Contributions to various literary, art and mystical magazines included ‘Book Collector’ (Huysmans, Francis Thompson), ‘Bookdealer’ (Coventry Patmore, John Gray, Huysmans etc.), ‘Catholic Herald‘(Villiers de l’Isle Adam), ‘Golden Dawn’, ‘Aklo’ etc. While a rock band manager and esoteric bookseller, The Image of Huysmans appeared in New York in 1990, concerning an author’s posthumous reputation that can be unjustly based on one example of their work simply because the most famous but not reflect their life-work or vision. This creates problems concerning reputation and context, which in Huysmans’ case even extends to a history of incorrect spelling of his name. The book was favourably reviewed in a lead article, with a cover-portrait, of ‘The Times Literary Supplement’ (May 1990), among worldwide reviews. Soon after, a Brighton-based publisher commissioned a follow-up, Phantoms of the Belle Epoque: The Parisian World of J.-K.Huysmans, but ceased trading while the book was at proof-stage. The famous and prolific author Colin Wilson provided a fascinating introduction with new insights, which subsequently featured in his The Books in my Life (1998), a work exemplifying his original and wide-ranging thought that transcends borderlines in more than one sense. Phantoms is again scheduled for release in 2012 by Papermill Press..

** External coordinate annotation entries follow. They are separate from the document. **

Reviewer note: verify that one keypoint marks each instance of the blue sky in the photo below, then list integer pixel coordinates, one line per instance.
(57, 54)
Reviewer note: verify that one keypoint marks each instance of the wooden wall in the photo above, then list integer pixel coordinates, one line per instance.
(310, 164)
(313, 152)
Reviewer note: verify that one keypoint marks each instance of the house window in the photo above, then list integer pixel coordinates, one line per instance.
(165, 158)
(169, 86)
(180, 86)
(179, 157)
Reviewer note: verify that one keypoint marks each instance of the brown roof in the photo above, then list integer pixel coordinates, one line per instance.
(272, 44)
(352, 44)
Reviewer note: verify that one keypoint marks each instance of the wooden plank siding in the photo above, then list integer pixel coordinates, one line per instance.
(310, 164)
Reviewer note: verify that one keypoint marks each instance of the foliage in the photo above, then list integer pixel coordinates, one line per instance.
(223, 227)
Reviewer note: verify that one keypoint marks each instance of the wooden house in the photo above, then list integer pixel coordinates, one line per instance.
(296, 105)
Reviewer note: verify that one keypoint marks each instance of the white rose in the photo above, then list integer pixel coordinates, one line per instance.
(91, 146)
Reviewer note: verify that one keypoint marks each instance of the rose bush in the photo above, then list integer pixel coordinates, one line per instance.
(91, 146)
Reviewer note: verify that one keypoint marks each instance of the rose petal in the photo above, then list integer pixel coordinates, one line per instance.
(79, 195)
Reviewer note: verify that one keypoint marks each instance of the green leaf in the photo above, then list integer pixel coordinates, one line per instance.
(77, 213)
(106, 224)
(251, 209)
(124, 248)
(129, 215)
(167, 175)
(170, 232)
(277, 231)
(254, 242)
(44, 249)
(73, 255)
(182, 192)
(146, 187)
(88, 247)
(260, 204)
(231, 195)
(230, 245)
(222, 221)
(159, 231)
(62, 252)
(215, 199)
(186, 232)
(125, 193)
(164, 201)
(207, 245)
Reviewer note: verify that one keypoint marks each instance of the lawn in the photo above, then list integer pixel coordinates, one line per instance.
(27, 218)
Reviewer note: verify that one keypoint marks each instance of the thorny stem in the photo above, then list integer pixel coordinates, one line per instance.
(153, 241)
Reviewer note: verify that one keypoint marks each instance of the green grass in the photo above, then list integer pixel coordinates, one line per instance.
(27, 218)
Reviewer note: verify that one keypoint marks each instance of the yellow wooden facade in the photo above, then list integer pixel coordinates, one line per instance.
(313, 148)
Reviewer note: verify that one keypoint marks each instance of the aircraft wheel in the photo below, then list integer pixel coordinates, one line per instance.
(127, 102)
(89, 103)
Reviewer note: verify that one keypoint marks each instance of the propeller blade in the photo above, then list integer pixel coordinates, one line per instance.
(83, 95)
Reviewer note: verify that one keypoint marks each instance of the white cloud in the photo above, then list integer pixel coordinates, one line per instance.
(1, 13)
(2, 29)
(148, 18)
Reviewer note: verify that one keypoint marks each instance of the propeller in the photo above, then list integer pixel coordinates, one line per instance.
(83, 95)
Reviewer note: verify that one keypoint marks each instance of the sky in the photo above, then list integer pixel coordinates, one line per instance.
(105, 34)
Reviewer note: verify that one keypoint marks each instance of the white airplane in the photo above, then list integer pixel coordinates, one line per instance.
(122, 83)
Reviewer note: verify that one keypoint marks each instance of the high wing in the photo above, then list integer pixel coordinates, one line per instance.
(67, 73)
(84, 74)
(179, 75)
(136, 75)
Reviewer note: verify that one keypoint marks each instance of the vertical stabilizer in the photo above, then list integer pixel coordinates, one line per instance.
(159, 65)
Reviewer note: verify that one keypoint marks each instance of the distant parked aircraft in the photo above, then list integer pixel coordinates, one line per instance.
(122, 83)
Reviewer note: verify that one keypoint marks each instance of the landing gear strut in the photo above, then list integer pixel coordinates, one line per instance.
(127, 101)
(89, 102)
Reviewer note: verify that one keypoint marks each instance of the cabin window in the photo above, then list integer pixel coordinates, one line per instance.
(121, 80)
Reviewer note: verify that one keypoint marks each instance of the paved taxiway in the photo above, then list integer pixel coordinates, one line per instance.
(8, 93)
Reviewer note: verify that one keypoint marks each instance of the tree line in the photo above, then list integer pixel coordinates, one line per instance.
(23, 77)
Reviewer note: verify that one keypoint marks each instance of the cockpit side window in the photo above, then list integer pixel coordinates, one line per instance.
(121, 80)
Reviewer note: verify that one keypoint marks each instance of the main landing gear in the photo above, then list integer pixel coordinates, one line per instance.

During the decade On the Origin of Spectres: The Burden of Proof for Psychical Research was written, with private editions of poetry. Following emigration, the author has lived in East Europe and published articles on Stanisław Przybyszewski (‘On the Trajectory of a Comet: An Arch-Decadent’), Stefan Żechowski (‘A Pilgrim of the Infinite’) co-authored with Marta Mazur, Bruno Schulz in Poland’s leading academic journal Teksty Drugie (2008 Warsaw), and a conference paper on borderland culture translated and published by Rzeszow University in 2009. He has also lectured across Europe, and contributed articles on rock music including the cd-notes of BBC recordings by Medicine Head. A six-year project was published: Muse & Messiah: The Life, Imagination & Legacy of Bruno Schulz 1892-1942 (Inkermen Press, UK), the first and only international comparative study of the Polish writer-artist, based on international materials, interviews with witnesses and later biographers. Further articles have appeared in ‘Discover Poland’ (London), ‘The Insider’ (Warsaw), ‘New Eastern Europe’ (Wroclaw) etc.